Don't listen, but do watch this. My most admired opera film (I can't say it's my favourite because the subject matter is so harrowing that it does not bear frequent viewings).


----------



## sharik (Jan 23, 2013)

guythegreg said:


> it's never clear what Herman is up to. Did he start out in love with whatshername and then get drawn in by temptation? Was it ever an option for him to get together with her, or was he just using her? In the story, of course, he's just using her, but the opera doesn't make that clear


because it isn't supposed to be clear at all. Herman acts according to some devilish impulse or what we call, er, *destiny*... and let's not overlook the fact he is a *gambler*.

Tchaiky was also a Wagner-lite, that is 'all or nothing' kind of Tannhauser approach to things.



guythegreg said:


> Here's a guy with a fortune of his own who doesn't want to risk a penny but suddenly decides to threaten an old lady to get her to give him the secret to untold riches?
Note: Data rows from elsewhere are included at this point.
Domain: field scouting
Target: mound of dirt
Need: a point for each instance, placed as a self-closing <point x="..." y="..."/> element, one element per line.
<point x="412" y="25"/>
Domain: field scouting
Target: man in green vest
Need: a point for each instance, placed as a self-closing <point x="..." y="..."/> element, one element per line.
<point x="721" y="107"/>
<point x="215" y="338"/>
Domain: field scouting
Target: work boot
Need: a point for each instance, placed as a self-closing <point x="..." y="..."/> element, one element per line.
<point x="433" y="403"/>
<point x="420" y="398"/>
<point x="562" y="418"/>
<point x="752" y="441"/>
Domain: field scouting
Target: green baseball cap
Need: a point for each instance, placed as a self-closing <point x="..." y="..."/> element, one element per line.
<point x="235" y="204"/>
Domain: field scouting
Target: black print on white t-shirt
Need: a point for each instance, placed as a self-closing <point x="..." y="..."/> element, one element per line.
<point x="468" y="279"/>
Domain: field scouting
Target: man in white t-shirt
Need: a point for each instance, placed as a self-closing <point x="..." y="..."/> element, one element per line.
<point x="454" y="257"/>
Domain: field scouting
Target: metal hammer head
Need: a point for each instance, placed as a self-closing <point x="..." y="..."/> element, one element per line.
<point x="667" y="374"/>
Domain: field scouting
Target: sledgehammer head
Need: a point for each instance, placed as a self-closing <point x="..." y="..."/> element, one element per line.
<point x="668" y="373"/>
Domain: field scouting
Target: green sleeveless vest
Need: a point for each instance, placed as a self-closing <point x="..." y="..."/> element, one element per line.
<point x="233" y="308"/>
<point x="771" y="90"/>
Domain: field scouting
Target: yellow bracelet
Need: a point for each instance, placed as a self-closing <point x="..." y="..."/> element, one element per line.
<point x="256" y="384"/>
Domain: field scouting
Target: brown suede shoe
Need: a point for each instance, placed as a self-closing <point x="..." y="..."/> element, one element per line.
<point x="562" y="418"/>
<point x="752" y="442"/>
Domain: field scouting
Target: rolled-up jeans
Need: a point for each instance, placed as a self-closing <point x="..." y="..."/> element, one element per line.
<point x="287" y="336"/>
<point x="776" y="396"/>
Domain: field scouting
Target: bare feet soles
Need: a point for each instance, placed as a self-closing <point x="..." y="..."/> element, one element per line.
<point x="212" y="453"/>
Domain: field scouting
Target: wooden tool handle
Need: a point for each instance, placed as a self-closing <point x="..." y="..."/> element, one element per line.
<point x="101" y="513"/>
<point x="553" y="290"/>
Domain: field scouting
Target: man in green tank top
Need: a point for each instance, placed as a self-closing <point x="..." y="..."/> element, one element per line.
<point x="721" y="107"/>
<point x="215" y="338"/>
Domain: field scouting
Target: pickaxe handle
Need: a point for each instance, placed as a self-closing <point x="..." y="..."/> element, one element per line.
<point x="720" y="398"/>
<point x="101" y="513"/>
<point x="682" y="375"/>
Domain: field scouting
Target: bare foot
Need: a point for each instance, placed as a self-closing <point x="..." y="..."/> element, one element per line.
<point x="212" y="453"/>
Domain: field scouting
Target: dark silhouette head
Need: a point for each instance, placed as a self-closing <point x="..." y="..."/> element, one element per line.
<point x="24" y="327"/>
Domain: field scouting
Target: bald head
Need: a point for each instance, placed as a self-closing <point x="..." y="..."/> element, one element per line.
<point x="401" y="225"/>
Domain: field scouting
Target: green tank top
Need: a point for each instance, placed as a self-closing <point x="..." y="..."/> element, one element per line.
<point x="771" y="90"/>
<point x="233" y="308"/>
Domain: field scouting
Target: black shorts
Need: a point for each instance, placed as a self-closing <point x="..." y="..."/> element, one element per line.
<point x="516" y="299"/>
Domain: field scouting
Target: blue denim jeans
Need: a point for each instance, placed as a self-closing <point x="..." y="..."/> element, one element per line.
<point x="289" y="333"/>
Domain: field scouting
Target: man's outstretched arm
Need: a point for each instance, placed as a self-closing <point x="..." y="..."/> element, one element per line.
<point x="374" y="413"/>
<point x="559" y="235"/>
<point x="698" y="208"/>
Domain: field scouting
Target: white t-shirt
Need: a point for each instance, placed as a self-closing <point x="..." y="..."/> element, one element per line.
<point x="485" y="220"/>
because he did not want to risk a part, he wanted to stake *all* for a sure win (don't forget he is a German by nationality).


----------



## sharik (Jan 23, 2013)

Cavaradossi said:


> Herman is not the most interesting character and kind of frustrating to watch. After Yeletsky's scene stealing aria


come on... you must have forgotten the final aria Herman sings _'what is our life? -a gamble!'_ and then _'what is the truth? -death alone!'_


----------



## deggial (Jan 20, 2013)

mamascarlatti said:


> Don't listen, but do watch this.


hehehe, I love this! Stage directors everywhere feel vindicated  I kid, I kid. It's amusing to see an opera recommended for visuals instead of music.


----------



## guythegreg (Jun 15, 2012)

mamascarlatti said:


> Ni wait, Hermann is poor, no fortune of his own, he's a bit of an outsider for this. And I think at first he is genuinely in love with Lisa... but the gambling addiction starts growing on him and when he hears the story of the three cards he loses the plot completely and his love for Lisa is overcome by his obsessive desire to get the winning combination out the old countess.
> 
> It's a very modern story - problem gambling destroys relationships... with a supernatural twist.
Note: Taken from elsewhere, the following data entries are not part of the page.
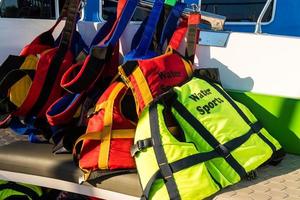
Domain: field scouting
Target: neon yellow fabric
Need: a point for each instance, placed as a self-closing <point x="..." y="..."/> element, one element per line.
<point x="19" y="90"/>
<point x="193" y="183"/>
<point x="223" y="121"/>
<point x="9" y="192"/>
<point x="220" y="118"/>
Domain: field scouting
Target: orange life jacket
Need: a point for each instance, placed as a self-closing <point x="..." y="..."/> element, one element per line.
<point x="149" y="78"/>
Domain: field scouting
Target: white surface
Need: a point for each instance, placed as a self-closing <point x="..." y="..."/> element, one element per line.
<point x="16" y="33"/>
<point x="63" y="185"/>
<point x="266" y="64"/>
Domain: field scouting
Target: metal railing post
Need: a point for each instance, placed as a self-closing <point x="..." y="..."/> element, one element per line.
<point x="262" y="14"/>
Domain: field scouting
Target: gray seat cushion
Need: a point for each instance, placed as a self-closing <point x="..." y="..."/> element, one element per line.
<point x="37" y="159"/>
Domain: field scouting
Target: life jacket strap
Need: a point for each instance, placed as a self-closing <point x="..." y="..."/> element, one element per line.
<point x="140" y="145"/>
<point x="211" y="140"/>
<point x="20" y="188"/>
<point x="192" y="35"/>
<point x="160" y="155"/>
<point x="247" y="120"/>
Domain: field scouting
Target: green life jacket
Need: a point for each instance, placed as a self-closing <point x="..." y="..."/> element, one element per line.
<point x="12" y="190"/>
<point x="224" y="143"/>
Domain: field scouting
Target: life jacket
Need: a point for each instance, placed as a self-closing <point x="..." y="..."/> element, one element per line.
<point x="101" y="153"/>
<point x="43" y="79"/>
<point x="12" y="190"/>
<point x="223" y="143"/>
<point x="27" y="61"/>
<point x="149" y="78"/>
<point x="109" y="135"/>
<point x="67" y="115"/>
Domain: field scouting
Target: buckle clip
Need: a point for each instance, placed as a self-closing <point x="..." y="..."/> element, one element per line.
<point x="251" y="175"/>
<point x="223" y="151"/>
<point x="140" y="145"/>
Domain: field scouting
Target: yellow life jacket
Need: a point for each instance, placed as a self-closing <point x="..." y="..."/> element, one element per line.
<point x="224" y="143"/>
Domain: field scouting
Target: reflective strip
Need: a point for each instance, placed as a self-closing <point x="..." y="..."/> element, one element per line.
<point x="100" y="106"/>
<point x="142" y="86"/>
<point x="19" y="90"/>
<point x="188" y="67"/>
<point x="108" y="120"/>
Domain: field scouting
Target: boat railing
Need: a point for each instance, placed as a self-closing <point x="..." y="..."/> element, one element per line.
<point x="258" y="29"/>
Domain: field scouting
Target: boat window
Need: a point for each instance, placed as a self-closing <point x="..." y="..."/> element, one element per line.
<point x="234" y="10"/>
<point x="109" y="9"/>
<point x="38" y="9"/>
<point x="238" y="10"/>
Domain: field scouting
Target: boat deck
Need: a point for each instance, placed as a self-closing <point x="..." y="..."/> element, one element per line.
<point x="35" y="164"/>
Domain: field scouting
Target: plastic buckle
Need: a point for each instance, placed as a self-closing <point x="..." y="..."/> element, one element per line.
<point x="223" y="151"/>
<point x="251" y="175"/>
<point x="255" y="127"/>
<point x="166" y="171"/>
<point x="137" y="147"/>
<point x="166" y="97"/>
<point x="90" y="112"/>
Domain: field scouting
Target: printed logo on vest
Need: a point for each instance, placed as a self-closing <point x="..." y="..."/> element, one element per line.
<point x="168" y="75"/>
<point x="206" y="109"/>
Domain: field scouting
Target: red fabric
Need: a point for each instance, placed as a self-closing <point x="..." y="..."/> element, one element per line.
<point x="119" y="153"/>
<point x="66" y="115"/>
<point x="194" y="19"/>
<point x="89" y="155"/>
<point x="178" y="35"/>
<point x="161" y="74"/>
<point x="35" y="47"/>
<point x="39" y="80"/>
<point x="73" y="73"/>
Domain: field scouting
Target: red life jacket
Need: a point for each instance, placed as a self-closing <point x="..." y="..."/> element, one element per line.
<point x="151" y="77"/>
<point x="109" y="136"/>
<point x="43" y="73"/>
<point x="98" y="70"/>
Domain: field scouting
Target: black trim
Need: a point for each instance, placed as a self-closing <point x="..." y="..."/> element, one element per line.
<point x="49" y="81"/>
<point x="244" y="117"/>
<point x="208" y="137"/>
<point x="56" y="61"/>
<point x="191" y="42"/>
<point x="20" y="188"/>
<point x="12" y="62"/>
<point x="129" y="67"/>
<point x="92" y="70"/>
<point x="140" y="145"/>
<point x="160" y="155"/>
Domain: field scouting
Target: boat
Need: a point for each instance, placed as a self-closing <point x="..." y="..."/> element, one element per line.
<point x="258" y="65"/>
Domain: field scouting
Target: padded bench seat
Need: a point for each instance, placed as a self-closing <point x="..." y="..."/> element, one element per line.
<point x="38" y="160"/>
<point x="25" y="162"/>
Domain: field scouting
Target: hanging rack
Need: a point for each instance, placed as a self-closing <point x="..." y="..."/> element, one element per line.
<point x="215" y="21"/>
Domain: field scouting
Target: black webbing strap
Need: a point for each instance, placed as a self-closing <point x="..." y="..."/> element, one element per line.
<point x="20" y="188"/>
<point x="58" y="57"/>
<point x="100" y="175"/>
<point x="92" y="70"/>
<point x="209" y="138"/>
<point x="191" y="42"/>
<point x="160" y="155"/>
<point x="140" y="145"/>
<point x="195" y="159"/>
<point x="192" y="37"/>
<point x="159" y="28"/>
<point x="244" y="117"/>
<point x="11" y="63"/>
<point x="129" y="67"/>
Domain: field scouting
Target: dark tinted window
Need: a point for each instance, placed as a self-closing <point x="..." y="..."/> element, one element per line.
<point x="238" y="10"/>
<point x="109" y="8"/>
<point x="42" y="9"/>
<point x="234" y="10"/>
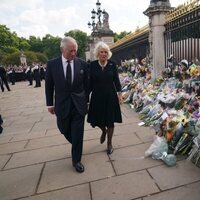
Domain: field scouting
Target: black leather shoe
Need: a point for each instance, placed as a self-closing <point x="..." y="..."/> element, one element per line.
<point x="103" y="137"/>
<point x="79" y="167"/>
<point x="109" y="149"/>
Well, in the OPERA he's poor - in the story he has a fortune of his own, which for prudence' sake he doesn't want to touch, not even the income on it.


----------



## guythegreg (Jun 15, 2012)

> ... and let's not overlook the fact he is a gambler.


He actually is not a gambler. In Yeletsky's opening scene he makes it clear that although Herman WATCHES the gambling, he doesn't take part. That part didn't change between the story and the opera. And I'm not sure what being German has to do with Herman's personality failures ... I think it works just as well- perhaps I should say just as badly- if he's Russian, honestly. Or American, for that matter.


----------



## sharik (Jan 23, 2013)

guythegreg said:


> He actually is not a gambler


he *is* a gambler alright, his not taking part only because unable to afford the lifestyle.



guythegreg said:


> I'm not sure what being German has to do with Herman's personality failures


read the literature. Russian Germans were somewhat despised by ethnic Russians for being stingy and meticulous. Herman wasn't a spendthrift by upbringing, and the environment where everyone squanders money is of temptation for him.


----------



## mamascarlatti (Sep 23, 2009)

Yes he would gamble if he were able to pay his gambling debts (you could owe money to your tailor and butcher but not to your "equals".)


----------



## mamascarlatti (Sep 23, 2009)

deggial said:


> hehehe, I love this! Stage directors everywhere feel vindicated  I kid, I kid. It's amusing to see an opera recommended for visuals instead of music.


I should have said don't listen ONLY.... The music works really well with the film. There is one 20 minute cut.

One of the amazing things about this is that it was filmed on a real cruise ship and sung live, as the rather hectic action was taking place.


----------



## guythegreg (Jun 15, 2012)

mamascarlatti said:


> Yes he would gamble if he were able to pay his gambling debts (you could owe money to your tailor and butcher but not to your "equals".)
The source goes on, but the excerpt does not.